Andra bertepuk tangan hebat. Sepertinya Davin memang bisa dikatakan pria sejati. Dia merelakan semua perasaannya, jika ia bisa melihat orang lain bahagia meskipun tidak berada ditangannya.

"Lo emang beda Vin. Gue jamin, Ana pasti bisa beruntung jika bisa dapetin hati lo. Tenang, lo masih punya banyak kesempatan kok." hibur Andra yang lagi-lagi terkekeh pelan.

Davin memutar bola matanya. "Gimana caranya? Toh Ana udah ada tambatan hatinya sendiri." semprot Davin cepat.

"Dia bukan kekasihnya Vin, tapi Kakaknya." jelas Andra yang sudah merasa kasihan melihat Davin yang terlihat sedikit frustasi itu.

Davin sedikit tertegun. "Kakaknya?"

Andra mengangguk mengiyakan. "Iya, mereka mirip banget kok. Emang lo nggak ngerasa kemiripannya? Kalau nggak ngerasa ya pantes. Wong orangnya udah cemburu duluan kok."

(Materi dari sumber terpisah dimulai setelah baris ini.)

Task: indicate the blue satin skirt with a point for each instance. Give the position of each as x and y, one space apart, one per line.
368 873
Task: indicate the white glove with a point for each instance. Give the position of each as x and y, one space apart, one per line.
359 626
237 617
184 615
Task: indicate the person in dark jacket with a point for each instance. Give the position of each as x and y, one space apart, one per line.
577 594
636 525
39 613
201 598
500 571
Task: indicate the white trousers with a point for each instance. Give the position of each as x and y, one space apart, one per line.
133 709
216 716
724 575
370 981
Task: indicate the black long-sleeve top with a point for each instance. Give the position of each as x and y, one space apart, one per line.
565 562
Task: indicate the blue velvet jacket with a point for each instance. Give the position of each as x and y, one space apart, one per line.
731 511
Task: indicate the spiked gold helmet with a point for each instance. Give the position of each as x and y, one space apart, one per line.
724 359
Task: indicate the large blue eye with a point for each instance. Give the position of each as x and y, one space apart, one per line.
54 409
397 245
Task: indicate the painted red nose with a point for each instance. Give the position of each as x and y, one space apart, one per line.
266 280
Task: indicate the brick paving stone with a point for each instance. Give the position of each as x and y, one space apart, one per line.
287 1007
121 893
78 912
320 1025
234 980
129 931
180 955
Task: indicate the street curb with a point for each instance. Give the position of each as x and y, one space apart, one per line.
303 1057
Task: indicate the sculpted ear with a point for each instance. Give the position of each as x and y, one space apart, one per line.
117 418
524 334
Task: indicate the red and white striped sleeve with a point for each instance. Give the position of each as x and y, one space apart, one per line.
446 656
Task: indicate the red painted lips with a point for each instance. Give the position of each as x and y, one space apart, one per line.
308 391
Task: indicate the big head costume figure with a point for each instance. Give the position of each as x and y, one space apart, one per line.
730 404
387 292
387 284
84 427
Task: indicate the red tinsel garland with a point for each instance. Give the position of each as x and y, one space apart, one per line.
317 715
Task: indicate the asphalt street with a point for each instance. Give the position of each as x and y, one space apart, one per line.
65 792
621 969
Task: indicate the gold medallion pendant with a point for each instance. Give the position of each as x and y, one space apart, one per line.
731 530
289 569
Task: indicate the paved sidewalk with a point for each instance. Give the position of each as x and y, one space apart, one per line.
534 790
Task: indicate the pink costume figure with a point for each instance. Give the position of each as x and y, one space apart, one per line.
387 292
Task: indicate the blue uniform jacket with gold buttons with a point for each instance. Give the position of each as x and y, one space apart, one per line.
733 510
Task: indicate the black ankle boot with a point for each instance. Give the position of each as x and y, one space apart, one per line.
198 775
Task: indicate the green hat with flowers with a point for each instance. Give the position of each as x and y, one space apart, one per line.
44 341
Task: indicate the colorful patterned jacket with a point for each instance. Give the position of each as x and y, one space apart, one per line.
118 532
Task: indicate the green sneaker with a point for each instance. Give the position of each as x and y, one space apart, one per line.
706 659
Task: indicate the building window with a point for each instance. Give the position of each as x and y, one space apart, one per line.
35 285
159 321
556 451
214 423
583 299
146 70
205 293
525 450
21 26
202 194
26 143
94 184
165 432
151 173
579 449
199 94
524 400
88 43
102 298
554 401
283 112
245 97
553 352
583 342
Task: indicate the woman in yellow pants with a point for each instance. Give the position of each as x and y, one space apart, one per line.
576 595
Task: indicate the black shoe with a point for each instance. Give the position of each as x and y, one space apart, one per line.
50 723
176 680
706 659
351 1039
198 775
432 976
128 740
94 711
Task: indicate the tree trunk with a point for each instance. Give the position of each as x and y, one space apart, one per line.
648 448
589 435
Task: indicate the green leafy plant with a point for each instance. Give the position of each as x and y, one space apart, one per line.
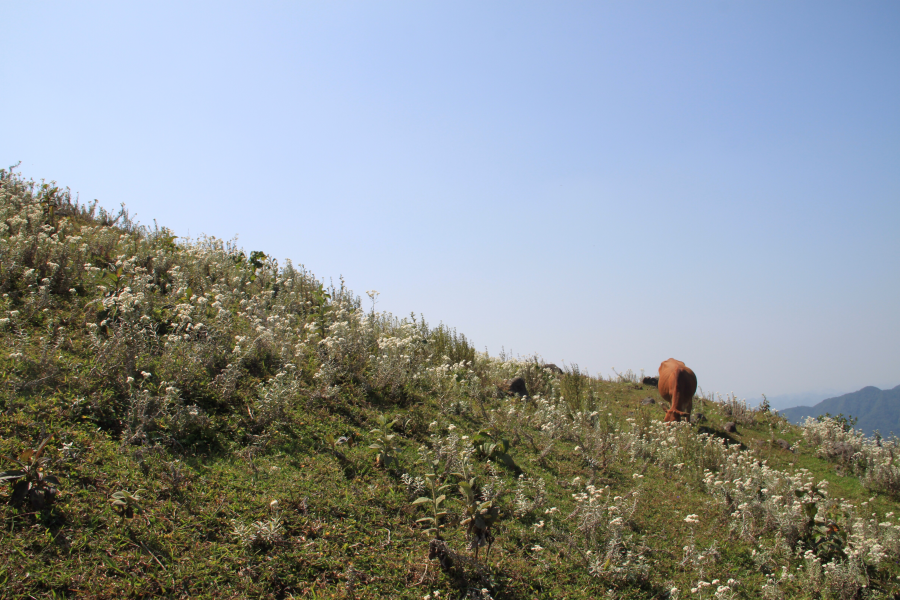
480 517
127 503
30 481
490 446
436 500
384 442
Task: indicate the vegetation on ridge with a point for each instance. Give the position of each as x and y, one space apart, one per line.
181 419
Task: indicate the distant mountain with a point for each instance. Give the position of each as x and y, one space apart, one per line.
876 409
783 401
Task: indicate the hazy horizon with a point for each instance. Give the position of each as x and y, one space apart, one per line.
608 185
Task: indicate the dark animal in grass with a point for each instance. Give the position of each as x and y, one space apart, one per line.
514 386
677 384
552 368
480 517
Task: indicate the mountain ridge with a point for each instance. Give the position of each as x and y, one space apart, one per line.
875 409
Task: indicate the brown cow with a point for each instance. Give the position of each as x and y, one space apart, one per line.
677 385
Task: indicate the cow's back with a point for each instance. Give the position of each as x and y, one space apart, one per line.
677 384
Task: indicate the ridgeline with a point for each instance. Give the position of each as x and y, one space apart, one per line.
183 419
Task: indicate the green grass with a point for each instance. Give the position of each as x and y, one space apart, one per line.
348 527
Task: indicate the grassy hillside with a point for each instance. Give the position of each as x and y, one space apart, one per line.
875 410
184 419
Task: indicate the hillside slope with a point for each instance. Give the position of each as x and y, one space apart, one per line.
181 419
875 409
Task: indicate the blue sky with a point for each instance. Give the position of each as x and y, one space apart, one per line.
607 184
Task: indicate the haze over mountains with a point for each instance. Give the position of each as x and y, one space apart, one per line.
876 409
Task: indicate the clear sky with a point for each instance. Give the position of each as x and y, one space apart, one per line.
603 183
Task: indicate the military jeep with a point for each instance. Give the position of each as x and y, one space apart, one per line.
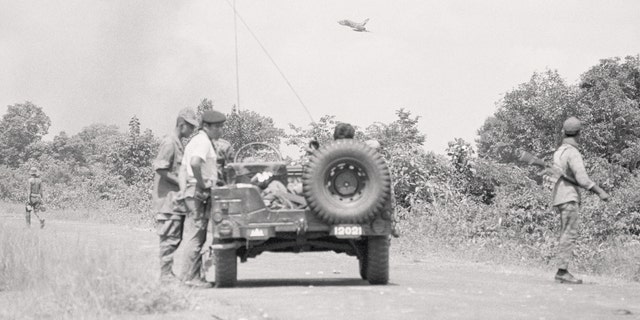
342 204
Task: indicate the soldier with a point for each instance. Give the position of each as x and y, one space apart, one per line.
343 131
566 196
169 222
34 197
198 175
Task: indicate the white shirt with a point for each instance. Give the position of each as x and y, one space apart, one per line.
201 147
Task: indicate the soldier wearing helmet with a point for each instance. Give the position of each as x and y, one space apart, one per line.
198 174
169 222
34 197
566 195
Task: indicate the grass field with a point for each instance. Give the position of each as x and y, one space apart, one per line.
48 275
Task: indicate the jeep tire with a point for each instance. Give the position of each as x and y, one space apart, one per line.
226 268
346 181
377 266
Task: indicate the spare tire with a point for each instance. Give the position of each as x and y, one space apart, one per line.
346 181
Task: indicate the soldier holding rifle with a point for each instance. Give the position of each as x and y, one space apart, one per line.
566 195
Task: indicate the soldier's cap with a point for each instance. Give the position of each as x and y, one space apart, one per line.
212 116
188 115
374 144
571 126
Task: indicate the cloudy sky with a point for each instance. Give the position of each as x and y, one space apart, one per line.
449 62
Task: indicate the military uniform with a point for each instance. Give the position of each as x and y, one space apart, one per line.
169 223
225 154
34 197
170 220
196 198
566 196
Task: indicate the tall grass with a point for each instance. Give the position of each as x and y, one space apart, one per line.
468 230
45 275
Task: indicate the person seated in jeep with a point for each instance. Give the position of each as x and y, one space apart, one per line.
342 131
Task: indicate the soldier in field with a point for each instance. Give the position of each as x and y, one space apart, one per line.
566 195
169 221
198 174
34 197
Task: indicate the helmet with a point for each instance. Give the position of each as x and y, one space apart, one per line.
571 126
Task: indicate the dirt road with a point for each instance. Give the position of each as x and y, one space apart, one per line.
327 286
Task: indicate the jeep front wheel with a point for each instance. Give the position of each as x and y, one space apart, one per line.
378 260
226 268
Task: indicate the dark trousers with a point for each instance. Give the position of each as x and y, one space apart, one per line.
195 234
170 234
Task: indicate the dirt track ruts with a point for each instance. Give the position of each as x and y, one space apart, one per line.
327 286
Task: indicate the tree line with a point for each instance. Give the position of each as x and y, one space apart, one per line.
105 160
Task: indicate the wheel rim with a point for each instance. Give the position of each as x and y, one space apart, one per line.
346 181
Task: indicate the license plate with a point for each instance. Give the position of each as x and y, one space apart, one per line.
347 231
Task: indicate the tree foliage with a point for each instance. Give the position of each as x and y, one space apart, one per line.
401 131
530 116
132 156
610 108
22 125
245 126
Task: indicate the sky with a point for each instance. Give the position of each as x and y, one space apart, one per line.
448 62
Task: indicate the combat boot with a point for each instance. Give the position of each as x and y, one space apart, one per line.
567 278
198 283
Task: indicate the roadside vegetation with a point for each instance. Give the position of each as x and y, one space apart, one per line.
468 202
49 276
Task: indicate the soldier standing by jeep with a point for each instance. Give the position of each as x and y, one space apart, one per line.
169 223
566 196
34 197
198 175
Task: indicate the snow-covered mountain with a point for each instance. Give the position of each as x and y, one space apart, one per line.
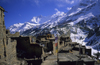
83 17
35 21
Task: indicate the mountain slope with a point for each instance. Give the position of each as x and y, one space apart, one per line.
83 21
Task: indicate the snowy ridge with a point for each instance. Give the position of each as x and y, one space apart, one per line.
85 15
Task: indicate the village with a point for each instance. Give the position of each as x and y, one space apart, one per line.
44 49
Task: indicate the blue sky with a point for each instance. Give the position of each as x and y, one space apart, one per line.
20 11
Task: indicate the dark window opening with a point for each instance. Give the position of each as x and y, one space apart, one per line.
0 56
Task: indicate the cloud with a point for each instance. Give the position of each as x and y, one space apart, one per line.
69 8
58 13
66 1
37 2
60 5
19 14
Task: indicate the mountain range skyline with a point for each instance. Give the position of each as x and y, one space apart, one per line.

"Yakin dia Kakaknya?" tanya Davin memastikan.

Andra kembali menganggukan kepalanya.
"Iya, lo sih main kabur duluan. Sok ngomong ada kuliah pagi, padahal mah nggak ada jadwalnya. Pada intinya, orang yang tadi lo lihat itu, bakal jadi Kakak ipar lo!"

Davin mengangguk. Sepertinya ia tak jadi patah hati saat ini. Karena ia masih banyak kesempatan buat dekat dengan Ana.

"Yakin kan dia Kakaknya?" tanya Davin yang memang masih tak percaya.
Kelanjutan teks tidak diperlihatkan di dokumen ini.